Welcome to my blog! A random collection of my musings, deep thoughts, and plain old brain farts on a wide range of topics. In this fast paced world we live in, do you ever feel like you're getting too much information? Radio, the internet, 24-hour news networks...Sometimes it feels like Information Overload to me!
Thursday, August 29, 2013
Living with Depression
There is no
cure for clinical depression. It may surprise you to hear me, a clinical
psychologist, say this. But I’m not saying this now as a psychologist. I’m
saying it as someone who has lived, and struggled, with clinical depression for
two decades. Depression doesn’t just “go away.” It waxes and wanes endlessly.
It requires constant vigilance. When you’re lucky, depression can wane for
months or even years. But when something challenging happens, like being laid
off from a job you love for example, it can rear its ugly head again, reminding
you that you still have it, still have to struggle against it, still have to
manage it. Putting my shrink hat back on for a moment, I need to say that this
does NOT mean that depression is not treatable. I know both as a psychologist
and as a psychology patient that it is very treatable.
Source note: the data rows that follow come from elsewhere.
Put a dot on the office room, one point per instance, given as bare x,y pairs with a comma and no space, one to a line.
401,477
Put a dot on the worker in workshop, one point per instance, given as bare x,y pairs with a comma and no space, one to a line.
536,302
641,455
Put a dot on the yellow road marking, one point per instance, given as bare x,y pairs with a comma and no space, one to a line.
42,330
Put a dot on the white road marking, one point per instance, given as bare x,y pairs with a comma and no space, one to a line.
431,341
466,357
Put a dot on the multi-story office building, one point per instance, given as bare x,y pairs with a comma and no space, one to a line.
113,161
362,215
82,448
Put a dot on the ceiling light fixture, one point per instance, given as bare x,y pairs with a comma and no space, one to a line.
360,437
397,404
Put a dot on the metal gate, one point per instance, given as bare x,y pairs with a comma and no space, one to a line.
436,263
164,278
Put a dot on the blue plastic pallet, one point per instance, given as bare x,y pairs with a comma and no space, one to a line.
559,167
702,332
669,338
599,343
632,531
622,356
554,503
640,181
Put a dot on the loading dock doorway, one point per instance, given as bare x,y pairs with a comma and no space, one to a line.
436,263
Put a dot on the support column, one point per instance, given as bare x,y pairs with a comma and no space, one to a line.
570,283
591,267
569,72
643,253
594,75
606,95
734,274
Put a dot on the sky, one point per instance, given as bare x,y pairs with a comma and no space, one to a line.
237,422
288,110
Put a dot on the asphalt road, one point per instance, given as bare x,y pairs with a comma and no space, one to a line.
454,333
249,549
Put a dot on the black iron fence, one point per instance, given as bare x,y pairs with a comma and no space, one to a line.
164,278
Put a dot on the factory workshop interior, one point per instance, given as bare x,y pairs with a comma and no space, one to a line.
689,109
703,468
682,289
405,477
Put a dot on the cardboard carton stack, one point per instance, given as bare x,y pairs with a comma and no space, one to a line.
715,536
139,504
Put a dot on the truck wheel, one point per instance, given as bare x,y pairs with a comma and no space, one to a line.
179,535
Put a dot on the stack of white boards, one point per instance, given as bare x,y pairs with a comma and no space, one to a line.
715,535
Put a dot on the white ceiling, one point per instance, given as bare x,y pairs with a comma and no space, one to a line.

It’s just not curable.
Not when you have the recurrent (more than one episode) type as I and most
people living with depression do. No, depression is not like syphilis, cured with
a single shot of penicillin; it’s more like diabetes, something you will carry
for the rest of your life, something you’ll have to manage or it will manage
you. If you take your insulin, eat a proper diet, and exercise, you may go on
for a long time with no ill effects from your diabetes. But if you ignore that
you have it, eating whatever you like while lying on the couch all day,
diabetes will eventually catch up with you and cause you great pain and even
death. Depression is like that. On days like today, I need to remember to take
my medicine (both literal and figurative), get some exercise, find something
that gives me joy, and try to be productive. Because I know if I don’t, the
depression will catch up to me and finally overtake me. There is no cure for
clinical depression. But I thank God (and my therapist and the makers of
Welbutrin) that I am learning to live with it and thriving in spite of it.